HOG pathway mutants exhibit a lower death rate and an increased population growth rate under in-phase stresses.

(a,b) Images of wild-type (a) and pbs2Δ mutant (b) cells before (t = 0 min) and after (t = 600 min) growth in IPS (left) and AS (right) conditions. Fluorescence and bright field images were merged to visualize nuclei marked with HTB2-mCherry. Scale bar represents 10 μm. White arrows indicate nuclei of representative dead cells. (c, d) Death rates (c) and population growth rates (d) of the reference strain and seven deletion mutants under IPS and AS conditions. Population growth rates were calculated as the difference between division rates (Figure 4b) and death rates (Figure 5c). Bars show mean rates measured in different growth chambers. Error bars are 95% confidence intervals of the mean.

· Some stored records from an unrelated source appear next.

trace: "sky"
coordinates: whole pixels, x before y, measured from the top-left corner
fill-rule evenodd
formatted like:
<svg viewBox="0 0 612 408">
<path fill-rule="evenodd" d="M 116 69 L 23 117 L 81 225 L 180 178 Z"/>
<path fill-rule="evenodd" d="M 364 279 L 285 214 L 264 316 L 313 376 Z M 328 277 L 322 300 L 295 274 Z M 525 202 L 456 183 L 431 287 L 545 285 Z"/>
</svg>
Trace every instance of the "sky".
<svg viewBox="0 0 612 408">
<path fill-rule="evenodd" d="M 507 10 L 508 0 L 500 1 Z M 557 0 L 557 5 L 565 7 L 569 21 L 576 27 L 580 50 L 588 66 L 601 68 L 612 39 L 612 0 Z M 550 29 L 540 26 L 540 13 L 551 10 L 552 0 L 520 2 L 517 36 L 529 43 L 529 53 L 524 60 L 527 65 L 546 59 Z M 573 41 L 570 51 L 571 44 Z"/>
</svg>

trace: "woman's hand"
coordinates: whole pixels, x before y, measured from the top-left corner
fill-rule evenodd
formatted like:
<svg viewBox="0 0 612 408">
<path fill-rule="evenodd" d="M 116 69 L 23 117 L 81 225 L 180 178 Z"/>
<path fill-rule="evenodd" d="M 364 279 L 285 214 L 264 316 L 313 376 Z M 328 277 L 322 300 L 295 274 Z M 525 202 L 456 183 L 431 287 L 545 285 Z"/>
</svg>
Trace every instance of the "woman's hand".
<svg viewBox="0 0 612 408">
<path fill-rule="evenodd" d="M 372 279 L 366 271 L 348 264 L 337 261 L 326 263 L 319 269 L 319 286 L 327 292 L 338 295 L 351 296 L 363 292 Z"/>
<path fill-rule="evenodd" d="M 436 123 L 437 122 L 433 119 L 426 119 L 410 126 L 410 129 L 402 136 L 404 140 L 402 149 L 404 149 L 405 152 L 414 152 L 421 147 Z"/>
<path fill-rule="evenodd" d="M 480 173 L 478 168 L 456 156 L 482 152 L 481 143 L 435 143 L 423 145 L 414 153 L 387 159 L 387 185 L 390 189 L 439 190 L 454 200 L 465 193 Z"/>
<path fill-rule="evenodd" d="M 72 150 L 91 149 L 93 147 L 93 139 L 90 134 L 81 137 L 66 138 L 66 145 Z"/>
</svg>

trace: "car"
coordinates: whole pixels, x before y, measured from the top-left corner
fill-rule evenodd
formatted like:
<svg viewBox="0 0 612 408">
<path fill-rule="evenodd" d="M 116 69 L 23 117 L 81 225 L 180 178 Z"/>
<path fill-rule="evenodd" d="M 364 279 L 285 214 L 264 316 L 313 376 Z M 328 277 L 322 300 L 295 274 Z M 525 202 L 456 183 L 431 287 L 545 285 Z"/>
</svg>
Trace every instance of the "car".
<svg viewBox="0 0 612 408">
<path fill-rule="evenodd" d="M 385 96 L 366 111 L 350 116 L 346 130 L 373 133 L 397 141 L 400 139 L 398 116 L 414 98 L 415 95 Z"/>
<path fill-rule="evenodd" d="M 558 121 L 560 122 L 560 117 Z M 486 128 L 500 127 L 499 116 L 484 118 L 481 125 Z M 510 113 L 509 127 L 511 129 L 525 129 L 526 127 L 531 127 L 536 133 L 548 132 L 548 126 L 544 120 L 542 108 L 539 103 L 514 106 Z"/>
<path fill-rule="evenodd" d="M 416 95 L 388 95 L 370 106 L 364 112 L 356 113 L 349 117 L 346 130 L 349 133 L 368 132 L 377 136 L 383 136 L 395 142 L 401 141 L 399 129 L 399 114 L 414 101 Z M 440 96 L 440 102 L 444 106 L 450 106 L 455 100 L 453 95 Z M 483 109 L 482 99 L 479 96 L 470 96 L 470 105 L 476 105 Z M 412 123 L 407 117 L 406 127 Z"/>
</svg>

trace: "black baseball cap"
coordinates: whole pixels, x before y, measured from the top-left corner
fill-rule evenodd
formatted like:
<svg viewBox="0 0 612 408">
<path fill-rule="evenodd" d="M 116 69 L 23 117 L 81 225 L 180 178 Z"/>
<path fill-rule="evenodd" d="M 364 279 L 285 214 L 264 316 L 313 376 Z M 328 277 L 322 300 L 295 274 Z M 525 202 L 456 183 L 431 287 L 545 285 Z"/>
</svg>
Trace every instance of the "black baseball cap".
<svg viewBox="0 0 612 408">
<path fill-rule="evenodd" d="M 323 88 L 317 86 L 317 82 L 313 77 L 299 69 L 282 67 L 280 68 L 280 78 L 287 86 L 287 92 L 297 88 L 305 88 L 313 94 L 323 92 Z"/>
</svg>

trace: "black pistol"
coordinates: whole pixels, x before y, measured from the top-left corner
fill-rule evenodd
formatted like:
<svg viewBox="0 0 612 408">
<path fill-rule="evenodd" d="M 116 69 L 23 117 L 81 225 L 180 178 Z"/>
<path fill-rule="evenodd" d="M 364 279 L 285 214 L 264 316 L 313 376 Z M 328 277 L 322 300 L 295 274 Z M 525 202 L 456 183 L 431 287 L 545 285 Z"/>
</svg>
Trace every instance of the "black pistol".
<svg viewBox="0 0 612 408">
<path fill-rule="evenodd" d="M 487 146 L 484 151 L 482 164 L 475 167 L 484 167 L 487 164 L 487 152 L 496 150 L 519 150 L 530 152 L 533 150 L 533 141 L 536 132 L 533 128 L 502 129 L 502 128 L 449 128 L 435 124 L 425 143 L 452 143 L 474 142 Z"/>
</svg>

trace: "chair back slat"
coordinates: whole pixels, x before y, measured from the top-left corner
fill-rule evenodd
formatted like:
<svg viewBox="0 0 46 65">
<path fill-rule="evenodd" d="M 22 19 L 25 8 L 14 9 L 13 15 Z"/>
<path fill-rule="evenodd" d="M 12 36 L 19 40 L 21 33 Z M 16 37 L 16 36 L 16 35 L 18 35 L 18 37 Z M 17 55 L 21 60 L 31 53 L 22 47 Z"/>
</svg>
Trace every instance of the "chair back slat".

Red symbols show the average rate for each field of view. Results of t-tests comparing the wild-type and mutant strains under the same conditions are indicated above each bar; results comparing the same strain under different conditions are shown above each pair of bars (ns P > 0.05; * 0.01 < P < 0.05; ** 0.001 < P < 0.01; *** P < 0.001). (a-d) Cells were grown under fluctuations of 2% glucose and 1 M sorbitol at a period of 24 minutes.

Osmoregulation is delayed after hyperosmotic stress under in-phase stresses but not under alternating stresses.

(a-b) Timelapse images of cells expressing Htb2-mCherry and Hog1-GFP under AS (a) and IPS conditions (b) for periods of 96 minutes, showing cellular localization of Hog1p during the second osmotic shock in each experiment. Top: fluorescence and brightfield images merged to visualize cell nuclei tagged with histone HTB2-mCherry. Bottom: fluorescence images showing Hog1-GFP localization. The time since the last environmental change is indicated below each image. Scale bars represent 10 μm. (c) Temporal dynamics of the enrichment of Hog1-GFP fluorescence in cell nuclei under IPS (red curve) and AS (green curve) conditions. Colored areas indicate 95% confidence intervals. (d) Temporal dynamics of cell size (area) in IPS (green) and AS (red) conditions for the same cells as in panel (c). Each curve shows the mean area measured among cells. Colored areas indicate 95% confidence intervals of the mean. (c-d) Each curve shows the mean nuclear enrichment or mean cell size for 11 to 25 cells in one or two fields of view. The colored graphs represent the periodic fluctuations of glucose (orange) and/or sorbitol (blue); hatching represents stress; gray indicates exposure to 1 M sorbitol. (a-d) Cells were grown under fluctuations of 2% glucose and 1 M sorbitol at a period of 96 minutes.

A transcriptional target of the HOG pathway is under-expressed during in-phase stresses and over-expressed during alternating stresses.

(a) Images of cells expressing a fluorescent reporter (mCitrine) under control of the STL1 promoter known to be regulated by the HOG pathway. Rows correspond to different conditions (as indicated on the left) and columns correspond to different time points after transitioning from complete medium to each condition. Bright field and fluorescence images are overlaid. The scale bar represents 20 μm. (b-c) Temporal dynamics of PSTL1-mCitrine expression in five conditions: IPS (green curves), AS (red curve), periodic osmotic stress with constant glucose (brown curve), a single transition to constant osmotic stress with glucose for 10 hours (blue curve), and a short pulse of osmotic stress with constant glucose (purple curve). The fluctuation period is 96 minutes in (b) and 24 minutes in (c) for the first three conditions. 2% glucose was used in all conditions. Each curve shows the mean fold change of fluorescence intensity measured for 30—65 cells from four or five fields of view. Colored areas indicate 95% confidence intervals of the mean. The colored graphs represent the periodic fluctuations of glucose (orange) and/or sorbitol (blue); hatching represents stress; gray indicates exposure to 1 M sorbitol.